# "White trash"



## Cosmas1

Good morning everyone,

I wonder if there is a Greek equivalent to the expression "White trash"? Or something similar?

Thank you.


----------



## artion

There isn't, so let's create it: Λευκό περιθώριο, λευκοί λούμπεν, λευκοί περιθωριακοί.


----------



## shawnee

Λευκοί βρομιάριδες!


----------



## Akritas

I believe that this term requires a lot more attention and research. It is easy of course to offer some suggestions such as the ones being offered by fellow members, however one has to bear in mind all the cultural connotations attached to this term. For instance, in a multicultural (and multicoloured) country sauch as the US, 'white trash' implies a lot more than 'Λευκοί ...' would in Greece. The rendering of cultural terms and references is a major issue in the field of Translation so perhaps Cosmas1 could be so kind as to offer as much information as possible. For example, what type of text is it, does the term refer to a specific gender, what is the situation behind its use and so on.


----------



## Cosmas1

Thank you Akrita,

From the Wikipedia entry, “White Trash” is an expression referring to poor white people in the United States, suggesting lower social class and degraded living standards. It is often used by blacks as an attack against whites. Black authors have noted that blacks when taunted by whites as "niggers" taunted back, calling them "white trash” and black parents taught their children that poor whites were "white trash". Today it is also used to refer to materialistic nouveau-riche whites living in McMansions with too many cars…

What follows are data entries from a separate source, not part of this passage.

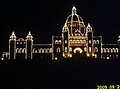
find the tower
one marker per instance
(89, 41)
(29, 46)
(119, 45)
(12, 46)
(65, 41)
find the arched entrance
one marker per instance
(78, 53)
(78, 50)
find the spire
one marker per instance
(29, 36)
(73, 10)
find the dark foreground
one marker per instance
(64, 74)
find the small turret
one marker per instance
(29, 46)
(12, 46)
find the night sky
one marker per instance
(46, 18)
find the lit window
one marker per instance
(97, 42)
(70, 49)
(23, 50)
(108, 57)
(90, 49)
(104, 50)
(51, 50)
(95, 49)
(85, 49)
(65, 49)
(95, 55)
(89, 41)
(42, 50)
(56, 41)
(117, 50)
(65, 41)
(116, 56)
(59, 41)
(56, 58)
(35, 51)
(58, 50)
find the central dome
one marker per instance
(74, 17)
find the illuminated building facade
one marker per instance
(77, 40)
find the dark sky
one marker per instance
(45, 18)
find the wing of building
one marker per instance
(76, 40)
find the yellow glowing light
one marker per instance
(70, 55)
(85, 49)
(95, 55)
(56, 58)
(78, 49)
(2, 59)
(63, 55)
(108, 58)
(88, 55)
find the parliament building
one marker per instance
(76, 40)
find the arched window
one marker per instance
(23, 50)
(20, 50)
(95, 49)
(104, 50)
(107, 50)
(34, 50)
(97, 42)
(114, 51)
(42, 50)
(58, 50)
(17, 50)
(50, 50)
(59, 41)
(94, 41)
(56, 41)
(84, 41)
(111, 51)
(70, 49)
(80, 41)
(45, 50)
(117, 50)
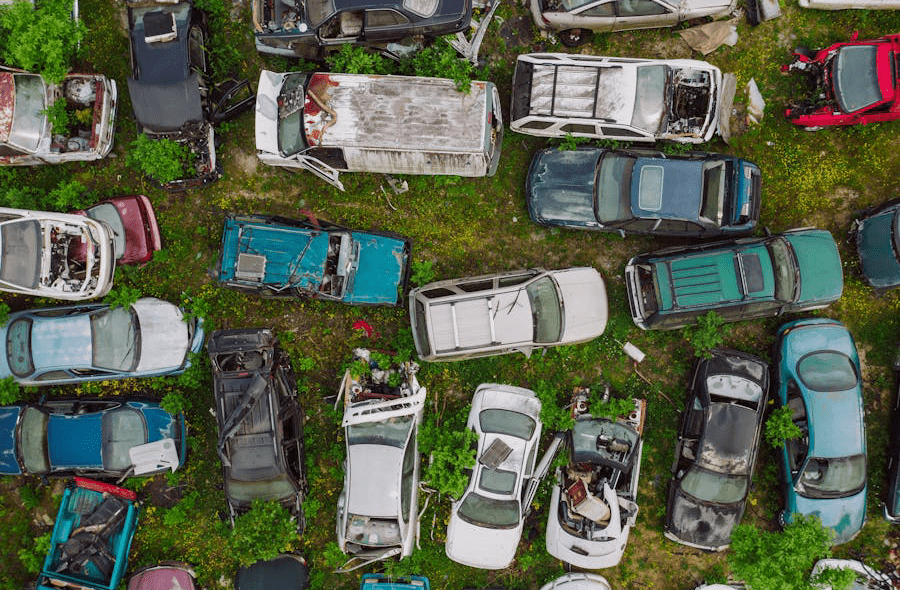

Maybe it is impossible to find something in Greek but it is fun to speculate.  If we give up the racial component, is there a word for people who are too materialistic in a crass kind of way?

Interesting to speculate in this economy.

Merry Christmas everyone.


----------



## Greek Texan

I have only heard the term used "to refer to materialistic nouveau-riche whites living in McMansions with too many cars" by those who are in fact materially rich living in mansions with too many cars , as in snobbery -- as if to say "They don't really belong in our class, who do they think they are?"

I don't think the above is the common meaning.


----------



## shawnee

I agree with GreekTexan. The second part of your definition sounds strange to me also. You might be better off with αριβίστας.


----------



## Akritas

Interesting how different people have different opinions about the meaning of an expression. My understanding of 'white trash' is that of a person with no class (regardless of his/her financial status). In the UK there is the word 'common' which I believe is a great synonym.
Regardless of the definition, I believe that Cosmas1 should specify the CONTEXT of the phrase. Are we merely looking for an equivalent in general? Was it part of a sentence used by a non-white person describing a white person? Did a white person say it to another one? Was it written or said? Is it related with the financial status?


----------